De Raad voor Cultuur beoordeelde kunstorganisaties onlangs mede op hun bereidheid samen te werken met collega-instellingen, vaak concurrenten. Maar vooral opgelegde partnerschappen mislukken vaak. En de toenemende bemoeienis van het rijk werkt eerder tegen dan mee.

 

Samenwerking is dè nieuwe oplossing die de Raad voor Cultuur aandraagt in zijn recent verschenen adviesrapport Slagen in Cultuur. Samenwerkingsmodellen variëren van partnerschap op armlengte afstand tot een volledige fusie waarbij twee of meer instellingen één organisatie worden.  Bezuiniging is daarvan de belangrijkste reden, ondernemerschap is het argument. Het impliceert dat een sector die nog sterk leeft van subsidies, binnen een tot enkele jaren in aanzienlijke mate op eigen benen moet staan.
In elk van de regio’s noord, oost, zuid en west is vanaf 2013 feitelijk alleen nog geld voor één kerngezelschap per kunstvorm. Dat geldt bijvoorbeeld voor de Rijksakademie en Ateliers ’63, die samen één postacademiale opleiding in Amsterdam moeten vormgeven. Daarom is alle gelijksoortige instellingen –jeugdgezelschap, orkest- in één regio opgelegd om allianties te ontwikkelen; voor het partnerschap als geheel is nog maar één volledige rijkssubsidie beschikbaar. Het Gelders Orkest in Arnhem sloot een convenant met het Nederlands Symfonieorkest in Enschede voor gedeeltelijke gezamenlijke programmering. George Wiegel, algemeen directeur van HGO, noemt nauwere  samenwerking ‘een financiële èn artistieke noodzaak’ gezien de forse subsidiekorting.
Wel fourneert het rijk een eenmalige bonus van een half miljoen per partner.

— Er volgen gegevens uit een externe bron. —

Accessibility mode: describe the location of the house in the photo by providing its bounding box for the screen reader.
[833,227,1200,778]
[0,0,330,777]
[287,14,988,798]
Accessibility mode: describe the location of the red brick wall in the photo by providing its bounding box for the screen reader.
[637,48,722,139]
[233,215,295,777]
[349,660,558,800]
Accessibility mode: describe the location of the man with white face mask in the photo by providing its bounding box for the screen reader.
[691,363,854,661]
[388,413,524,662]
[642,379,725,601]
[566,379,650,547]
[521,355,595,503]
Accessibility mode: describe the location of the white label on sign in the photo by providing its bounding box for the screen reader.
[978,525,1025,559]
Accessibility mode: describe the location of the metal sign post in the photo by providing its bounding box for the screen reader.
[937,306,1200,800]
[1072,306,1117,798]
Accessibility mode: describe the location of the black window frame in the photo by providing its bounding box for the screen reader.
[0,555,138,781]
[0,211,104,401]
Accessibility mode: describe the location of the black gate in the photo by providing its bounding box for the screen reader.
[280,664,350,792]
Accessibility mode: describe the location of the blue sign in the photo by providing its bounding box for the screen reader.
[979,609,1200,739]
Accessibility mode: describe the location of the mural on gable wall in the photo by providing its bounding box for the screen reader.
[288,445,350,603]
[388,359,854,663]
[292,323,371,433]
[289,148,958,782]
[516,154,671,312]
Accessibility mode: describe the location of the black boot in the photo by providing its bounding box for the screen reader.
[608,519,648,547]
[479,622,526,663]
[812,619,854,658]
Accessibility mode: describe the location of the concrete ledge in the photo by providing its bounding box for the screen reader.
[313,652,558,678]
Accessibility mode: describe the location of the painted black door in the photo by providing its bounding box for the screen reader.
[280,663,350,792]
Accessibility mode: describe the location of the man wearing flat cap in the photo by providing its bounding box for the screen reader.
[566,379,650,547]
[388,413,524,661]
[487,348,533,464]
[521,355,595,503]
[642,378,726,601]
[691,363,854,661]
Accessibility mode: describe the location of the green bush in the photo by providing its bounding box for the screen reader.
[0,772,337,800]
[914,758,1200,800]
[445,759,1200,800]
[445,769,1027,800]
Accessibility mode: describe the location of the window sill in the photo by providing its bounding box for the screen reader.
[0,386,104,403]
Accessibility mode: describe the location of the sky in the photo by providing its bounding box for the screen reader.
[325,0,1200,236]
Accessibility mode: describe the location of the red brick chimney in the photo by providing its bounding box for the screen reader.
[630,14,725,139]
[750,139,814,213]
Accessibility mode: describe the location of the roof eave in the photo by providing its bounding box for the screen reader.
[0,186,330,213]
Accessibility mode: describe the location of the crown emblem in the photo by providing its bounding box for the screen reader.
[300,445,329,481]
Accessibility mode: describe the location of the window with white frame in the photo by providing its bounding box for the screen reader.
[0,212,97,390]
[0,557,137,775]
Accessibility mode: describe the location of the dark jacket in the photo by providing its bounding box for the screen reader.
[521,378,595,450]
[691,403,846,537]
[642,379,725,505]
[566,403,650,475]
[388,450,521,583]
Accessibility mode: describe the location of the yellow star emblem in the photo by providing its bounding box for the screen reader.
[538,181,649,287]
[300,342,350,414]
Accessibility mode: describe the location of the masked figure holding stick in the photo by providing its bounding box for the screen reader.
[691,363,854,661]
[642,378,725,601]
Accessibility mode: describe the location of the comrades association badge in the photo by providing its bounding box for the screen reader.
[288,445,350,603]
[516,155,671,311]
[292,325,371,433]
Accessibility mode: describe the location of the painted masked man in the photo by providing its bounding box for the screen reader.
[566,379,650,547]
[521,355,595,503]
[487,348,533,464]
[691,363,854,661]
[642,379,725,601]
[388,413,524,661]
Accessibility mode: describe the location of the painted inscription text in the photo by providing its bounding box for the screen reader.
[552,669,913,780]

Beide orkesten blijven zelfstandig bestaan en verwachten veel van de gezamenlijke, flexibele inzet van musici voor omvangrijke symfonische concerten en opera’s. Het bundelen van krachten is verstandig, maar is zeker geen recept voor succes- in het bedrijfsleven mislukken twee van de drie fusies, vooral als ze zijn afgedwongen. Dat geeft te denken bij de opgelegde samenvoeging van de symfonieorkesten in Brabant en Limburg, en die in Den Haag en Rotterdam. De kosten van elke vorm van coöperatie worden doorgaans onderschat, met name de integratie van diensten en back office.

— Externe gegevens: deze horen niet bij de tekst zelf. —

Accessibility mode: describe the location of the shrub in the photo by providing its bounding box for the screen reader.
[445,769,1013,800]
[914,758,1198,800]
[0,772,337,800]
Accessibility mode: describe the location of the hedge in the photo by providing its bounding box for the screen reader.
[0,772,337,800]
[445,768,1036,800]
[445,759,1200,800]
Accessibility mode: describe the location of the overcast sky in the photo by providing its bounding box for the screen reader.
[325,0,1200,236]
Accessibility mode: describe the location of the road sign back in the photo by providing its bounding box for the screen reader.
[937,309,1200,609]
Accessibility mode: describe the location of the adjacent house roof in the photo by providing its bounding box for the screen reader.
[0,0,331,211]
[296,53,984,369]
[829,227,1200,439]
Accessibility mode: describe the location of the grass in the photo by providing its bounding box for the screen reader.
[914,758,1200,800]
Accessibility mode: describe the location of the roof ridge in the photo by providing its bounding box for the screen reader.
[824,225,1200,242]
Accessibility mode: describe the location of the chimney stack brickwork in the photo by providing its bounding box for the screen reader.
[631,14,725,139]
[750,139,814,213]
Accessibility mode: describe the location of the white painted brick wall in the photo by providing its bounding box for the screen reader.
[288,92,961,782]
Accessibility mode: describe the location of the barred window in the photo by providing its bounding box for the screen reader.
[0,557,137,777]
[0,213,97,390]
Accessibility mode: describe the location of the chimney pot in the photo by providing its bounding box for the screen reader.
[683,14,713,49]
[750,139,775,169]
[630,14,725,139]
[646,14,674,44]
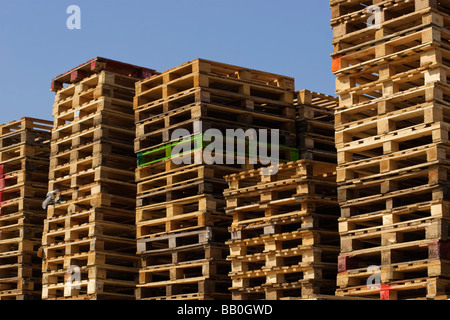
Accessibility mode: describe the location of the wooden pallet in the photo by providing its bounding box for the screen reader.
[42,265,137,300]
[0,117,52,137]
[137,204,230,239]
[230,279,335,301]
[52,107,134,141]
[137,227,228,255]
[135,59,294,108]
[0,144,49,163]
[336,277,449,300]
[136,102,294,137]
[139,259,230,287]
[47,191,136,220]
[51,57,157,92]
[341,217,448,254]
[337,143,450,185]
[136,276,231,300]
[42,239,139,273]
[338,163,450,204]
[332,6,442,52]
[134,118,296,156]
[337,122,448,165]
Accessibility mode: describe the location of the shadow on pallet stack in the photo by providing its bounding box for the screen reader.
[0,118,52,300]
[224,90,339,300]
[135,59,298,300]
[330,0,450,300]
[42,58,153,300]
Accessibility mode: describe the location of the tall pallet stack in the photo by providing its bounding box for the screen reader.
[330,0,450,299]
[0,118,52,300]
[135,59,298,300]
[42,58,153,300]
[224,90,339,300]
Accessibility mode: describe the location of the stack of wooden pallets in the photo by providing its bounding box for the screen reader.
[134,59,298,300]
[0,118,52,300]
[330,0,450,299]
[294,90,338,163]
[42,58,153,299]
[224,90,339,300]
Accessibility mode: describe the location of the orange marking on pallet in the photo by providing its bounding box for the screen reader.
[380,284,391,300]
[331,56,342,72]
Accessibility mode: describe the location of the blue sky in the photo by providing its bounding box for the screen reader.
[0,0,335,123]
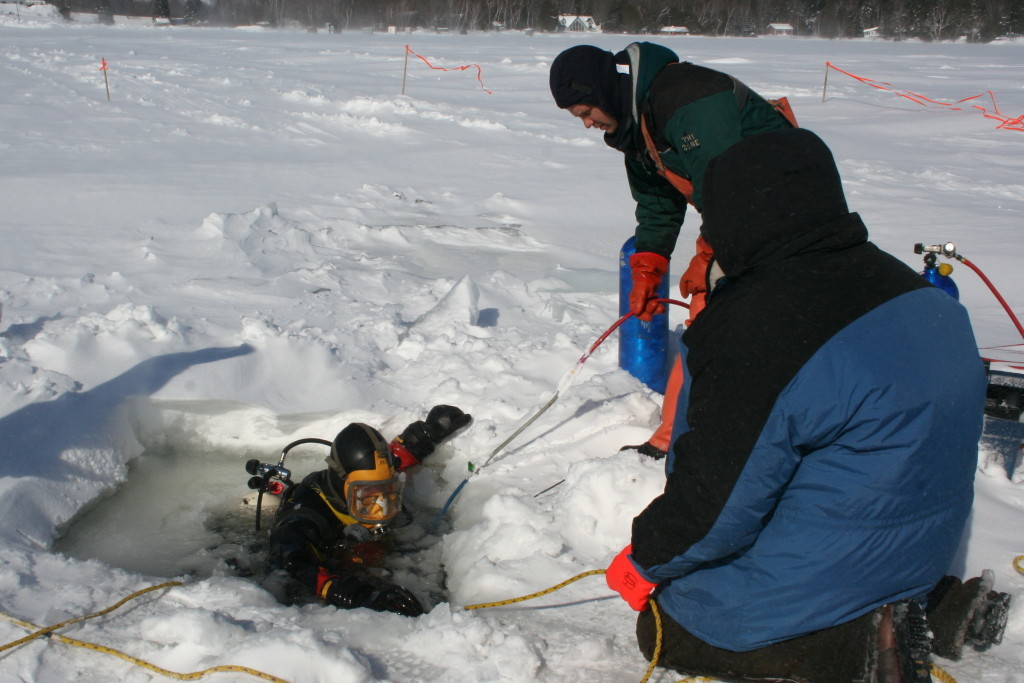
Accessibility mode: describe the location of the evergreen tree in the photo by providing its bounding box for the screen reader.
[96,0,114,26]
[184,0,203,24]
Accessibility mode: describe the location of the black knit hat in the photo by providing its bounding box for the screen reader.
[550,45,629,120]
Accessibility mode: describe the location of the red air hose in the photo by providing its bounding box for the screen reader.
[956,254,1024,338]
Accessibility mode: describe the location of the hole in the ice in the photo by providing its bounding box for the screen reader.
[53,444,446,608]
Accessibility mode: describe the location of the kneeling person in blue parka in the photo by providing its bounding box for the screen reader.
[607,129,1008,683]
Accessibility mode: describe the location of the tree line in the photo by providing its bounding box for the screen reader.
[49,0,1024,42]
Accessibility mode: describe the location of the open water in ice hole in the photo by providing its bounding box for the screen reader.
[53,443,449,609]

Zoiets vergt jarenlange voorbereiding en is dus aanvankelijk een grotere belasting voor toekomstige partners, alvorens het eventueel kostenbesparend wordt. Het Muziektheater in Amsterdam is daarvan een goed voorbeeld. De aanjager en architect van deze fusie tussen opera en ballet met het theater is zakelijk directeur Truze Lodder. ‘Integratie van àlle afdelingen was een vereiste voor professionalisering, dat wist ik 25 jaar terug al’,  aldus Lodder. Vanaf de start in 1986 zaten ballet en opera al onder één dak bij elkaar, maar ze werkten ieder met hun eigen organisatiestructuur, directies en raden van toezicht.
Het Nationale Ballet is kleiner maar operreert met vooral vaste krachten, terwijl bij De Nederlandse Opera de bezetting per productie honderden mensen telt en sterk wisselt met veel gastrollen. ‘Zo’n fusie tussen heel verschillend georganiseerde partners is alleen mogelijk door organisch naar elkaar toe te groeien- en dat kost veel tijd’, aldus Lodder die benadrukt dat Het Muziektheater zich vanaf 1 januari 2013 beter kan positioneren als ‘hèt huis voor excellente opera en ballet in Nederland’. 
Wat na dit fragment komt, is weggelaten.